Relations between India and Nepal have never been as bad as they are today. Differences and disagreements between land-locked Nepal and its giant neighbor are not new. The airing of these publicly is also an old story, as are Indian and Nepalese politicians taking swipes at each other.
What is new in the ongoing build-up of India-Nepal tensions that have spilled over far beyond bilateral spaces? On November 4, the two countries clashed publicly at an UN forum for the first time. India and Nepal sought to put each other in the dock in the UN Human Rights Council (UNHRC) in Geneva.
This is an unprecedented development that indicates near breakdown of back-channel diplomacy to resolve the issue of Nepal being subject to a "blockade more inhuman than a war," in the words of its new Prime Minister K P Sharma Oli.
The situation has assumed crisis proportions, prompting UN Secretary General Ban Ki-moon to express concern over the obstruction of essential supplies to Nepal. On November 11, invoking the landlocked country's right of free transit, he called on "all sides" to lift the blockade at the Indo-Nepal border immediately.
An acute shortage of fuel is impeding deliveries to earthquake-affected villages in Nepal, Ban's spokesman Stephane Dujarric said. Humanitarian organizations urgently require fuel to maintain operations and deliver food, warm clothing and shelter materials to high-altitude areas that would soon be cut off by the harsh winter, he added.
India attributed the border blockade to Nepal's "internal factors." The blockade began in September, after the Madhesis, a group of Indian origin in Nepal's Terai region, rose in protest against the recently passed constitution. They hold the new statute to be discriminatory, and point out that it ignores their interests and denies them due parliamentary representation.
With the agitators on the border blocking movement of goods and fuel supplies, normal life across Nepal has been badly hit for two months.
A day after Nepal sought UN to intervention to end the blockade, on November 4, India joined the US and EU nations in pressing Kathmandu to start talks with Madhesis to defuse the political crisis. Never before has India carried its diplomatic battles with neighbors - except Pakistan and, on occasion, Sri Lanka - to any international forum.
India pointed to reports of "violence, extra-judicial killings and ethnic discrimination" in Nepal and blamed Kathmandu for the protests that blocked a transit point which accounts for 70 percent of bilateral trade.
India's deputy permanent representative to the UN in Geneva, B. N. Reddy, expressed concern over "lack of political progress" and said that "the problems facing Nepal are political in nature and cannot be resolved through force or a security-based approach."

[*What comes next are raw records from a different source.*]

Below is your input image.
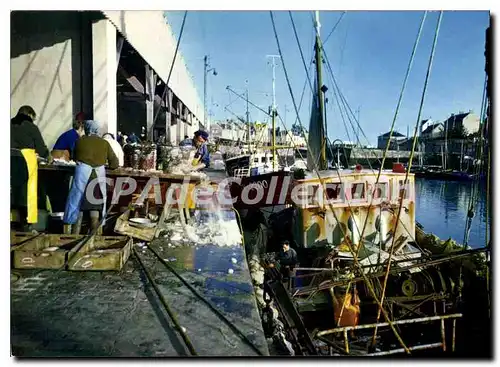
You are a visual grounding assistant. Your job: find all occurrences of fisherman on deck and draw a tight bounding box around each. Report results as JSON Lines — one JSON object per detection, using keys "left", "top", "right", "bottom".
{"left": 63, "top": 120, "right": 119, "bottom": 234}
{"left": 51, "top": 112, "right": 86, "bottom": 161}
{"left": 275, "top": 240, "right": 298, "bottom": 280}
{"left": 191, "top": 130, "right": 210, "bottom": 170}
{"left": 11, "top": 105, "right": 50, "bottom": 230}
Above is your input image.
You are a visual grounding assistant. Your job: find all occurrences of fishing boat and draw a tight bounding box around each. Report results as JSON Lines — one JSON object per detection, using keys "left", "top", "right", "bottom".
{"left": 223, "top": 60, "right": 302, "bottom": 209}
{"left": 240, "top": 11, "right": 491, "bottom": 357}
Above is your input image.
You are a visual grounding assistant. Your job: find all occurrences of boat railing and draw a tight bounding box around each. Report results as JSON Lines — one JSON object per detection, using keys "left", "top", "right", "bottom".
{"left": 314, "top": 313, "right": 462, "bottom": 356}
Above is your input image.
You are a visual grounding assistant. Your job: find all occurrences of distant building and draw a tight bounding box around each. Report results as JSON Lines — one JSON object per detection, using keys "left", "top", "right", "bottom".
{"left": 395, "top": 137, "right": 419, "bottom": 151}
{"left": 443, "top": 111, "right": 480, "bottom": 136}
{"left": 210, "top": 119, "right": 246, "bottom": 142}
{"left": 421, "top": 122, "right": 444, "bottom": 140}
{"left": 276, "top": 130, "right": 307, "bottom": 147}
{"left": 420, "top": 119, "right": 434, "bottom": 135}
{"left": 377, "top": 131, "right": 407, "bottom": 150}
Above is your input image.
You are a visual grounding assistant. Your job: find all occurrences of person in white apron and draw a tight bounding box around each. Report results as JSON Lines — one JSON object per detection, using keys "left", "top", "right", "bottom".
{"left": 63, "top": 121, "right": 119, "bottom": 234}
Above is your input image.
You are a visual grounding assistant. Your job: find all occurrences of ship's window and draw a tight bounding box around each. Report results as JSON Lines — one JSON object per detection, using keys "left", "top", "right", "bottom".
{"left": 398, "top": 180, "right": 410, "bottom": 199}
{"left": 261, "top": 157, "right": 267, "bottom": 163}
{"left": 325, "top": 183, "right": 341, "bottom": 200}
{"left": 373, "top": 183, "right": 388, "bottom": 199}
{"left": 351, "top": 183, "right": 366, "bottom": 200}
{"left": 254, "top": 158, "right": 259, "bottom": 163}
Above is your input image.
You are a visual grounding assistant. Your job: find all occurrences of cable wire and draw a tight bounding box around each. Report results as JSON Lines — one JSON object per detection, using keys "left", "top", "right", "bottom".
{"left": 153, "top": 11, "right": 188, "bottom": 127}
{"left": 145, "top": 243, "right": 265, "bottom": 355}
{"left": 323, "top": 12, "right": 347, "bottom": 45}
{"left": 133, "top": 248, "right": 197, "bottom": 355}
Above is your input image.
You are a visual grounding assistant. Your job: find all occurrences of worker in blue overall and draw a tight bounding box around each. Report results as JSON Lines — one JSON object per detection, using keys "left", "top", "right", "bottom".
{"left": 191, "top": 130, "right": 210, "bottom": 171}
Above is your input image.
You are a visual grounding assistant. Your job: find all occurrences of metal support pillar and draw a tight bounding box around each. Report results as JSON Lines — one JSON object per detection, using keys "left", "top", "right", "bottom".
{"left": 145, "top": 64, "right": 157, "bottom": 142}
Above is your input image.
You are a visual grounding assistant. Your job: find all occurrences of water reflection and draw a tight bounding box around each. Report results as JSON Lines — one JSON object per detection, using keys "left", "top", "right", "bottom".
{"left": 415, "top": 179, "right": 490, "bottom": 248}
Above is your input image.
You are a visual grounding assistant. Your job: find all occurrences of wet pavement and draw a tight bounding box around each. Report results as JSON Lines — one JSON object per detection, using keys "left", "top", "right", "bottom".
{"left": 11, "top": 238, "right": 269, "bottom": 357}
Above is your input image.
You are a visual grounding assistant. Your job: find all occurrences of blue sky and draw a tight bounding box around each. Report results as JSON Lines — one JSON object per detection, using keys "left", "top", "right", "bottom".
{"left": 165, "top": 11, "right": 490, "bottom": 146}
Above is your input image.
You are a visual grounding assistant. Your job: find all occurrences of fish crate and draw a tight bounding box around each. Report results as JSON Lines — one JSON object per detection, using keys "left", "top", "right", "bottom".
{"left": 114, "top": 209, "right": 157, "bottom": 242}
{"left": 67, "top": 235, "right": 132, "bottom": 271}
{"left": 11, "top": 232, "right": 84, "bottom": 270}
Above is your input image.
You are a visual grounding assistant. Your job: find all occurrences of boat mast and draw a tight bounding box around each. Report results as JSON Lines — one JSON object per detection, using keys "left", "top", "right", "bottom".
{"left": 267, "top": 54, "right": 281, "bottom": 170}
{"left": 245, "top": 79, "right": 250, "bottom": 146}
{"left": 460, "top": 139, "right": 464, "bottom": 171}
{"left": 314, "top": 11, "right": 327, "bottom": 170}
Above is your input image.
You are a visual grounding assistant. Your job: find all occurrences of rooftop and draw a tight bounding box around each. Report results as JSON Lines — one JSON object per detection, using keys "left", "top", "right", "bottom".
{"left": 421, "top": 122, "right": 444, "bottom": 135}
{"left": 443, "top": 112, "right": 473, "bottom": 125}
{"left": 379, "top": 131, "right": 406, "bottom": 138}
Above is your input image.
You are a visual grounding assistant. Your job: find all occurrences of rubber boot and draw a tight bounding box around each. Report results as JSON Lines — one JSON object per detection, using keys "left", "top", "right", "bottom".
{"left": 72, "top": 212, "right": 83, "bottom": 235}
{"left": 90, "top": 211, "right": 102, "bottom": 236}
{"left": 63, "top": 224, "right": 72, "bottom": 234}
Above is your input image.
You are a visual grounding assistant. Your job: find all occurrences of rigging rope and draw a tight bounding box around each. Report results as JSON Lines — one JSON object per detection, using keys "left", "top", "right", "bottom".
{"left": 323, "top": 11, "right": 347, "bottom": 45}
{"left": 308, "top": 11, "right": 376, "bottom": 163}
{"left": 269, "top": 10, "right": 409, "bottom": 353}
{"left": 289, "top": 12, "right": 315, "bottom": 96}
{"left": 323, "top": 56, "right": 383, "bottom": 166}
{"left": 353, "top": 11, "right": 428, "bottom": 255}
{"left": 153, "top": 10, "right": 188, "bottom": 127}
{"left": 291, "top": 10, "right": 424, "bottom": 266}
{"left": 462, "top": 74, "right": 488, "bottom": 248}
{"left": 293, "top": 11, "right": 419, "bottom": 268}
{"left": 289, "top": 10, "right": 394, "bottom": 252}
{"left": 371, "top": 10, "right": 443, "bottom": 346}
{"left": 305, "top": 12, "right": 383, "bottom": 168}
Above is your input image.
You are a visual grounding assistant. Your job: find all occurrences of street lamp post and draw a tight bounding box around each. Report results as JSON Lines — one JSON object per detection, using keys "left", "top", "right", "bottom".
{"left": 204, "top": 55, "right": 217, "bottom": 131}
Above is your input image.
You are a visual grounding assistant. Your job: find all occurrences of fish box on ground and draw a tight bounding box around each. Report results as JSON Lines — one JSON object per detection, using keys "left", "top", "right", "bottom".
{"left": 67, "top": 235, "right": 132, "bottom": 271}
{"left": 11, "top": 232, "right": 84, "bottom": 270}
{"left": 114, "top": 209, "right": 158, "bottom": 242}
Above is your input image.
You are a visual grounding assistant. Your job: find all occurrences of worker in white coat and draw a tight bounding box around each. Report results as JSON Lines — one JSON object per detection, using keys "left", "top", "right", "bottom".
{"left": 103, "top": 133, "right": 124, "bottom": 167}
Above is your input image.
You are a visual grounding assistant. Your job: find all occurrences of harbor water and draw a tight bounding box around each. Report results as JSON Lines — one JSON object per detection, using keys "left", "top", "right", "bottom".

This provoked a scathing and emotional rejoinder. Nepalese Deputy Prime Minister Kamal Thapa said his country lost an estimated $5 billion in trade in the last two months. Denouncing the blockade as unjustifiable, he asked, "Can't Nepal have its own authority to promulgate its constitution?"
Nepal's constitution, already a bone of contention in domestic politics and being at the root of its tensions with India, is a point that the Nepalese government, its political parties, civil society groups and intelligentsia have been emphatically making in every forum. The blockade is widely seen, in both countries, as Nepal "being punished" for its new constitution, which was promulgated in defiance of New Delhi's request to defer the process until "Indian expectations" in the matter were met.
The impact of the present blockade is far worse than what Nepal suffered in 1989 when the Rajiv Gandhi government closed all trade and transit points. This blockade comes at a time when Nepal is fighting to recover from the devastating earthquake of April 2015. Humanitarian organizations from many countries are involved in relief and rehabilitation work, and many of them want more financial and material assistance extended to Nepal. "How much suffering can we go through?" lamented Thapa in the UN meeting.
India and Nepal have been fast friends. Tensions in the past were always overcome because of the enduring strength of traditional ties, civilizational bonds and cultural similarities.
The clash in the UN forum marks a clear break with this past, and for the worse. Neither country has reason to be happy with where the relationship is going.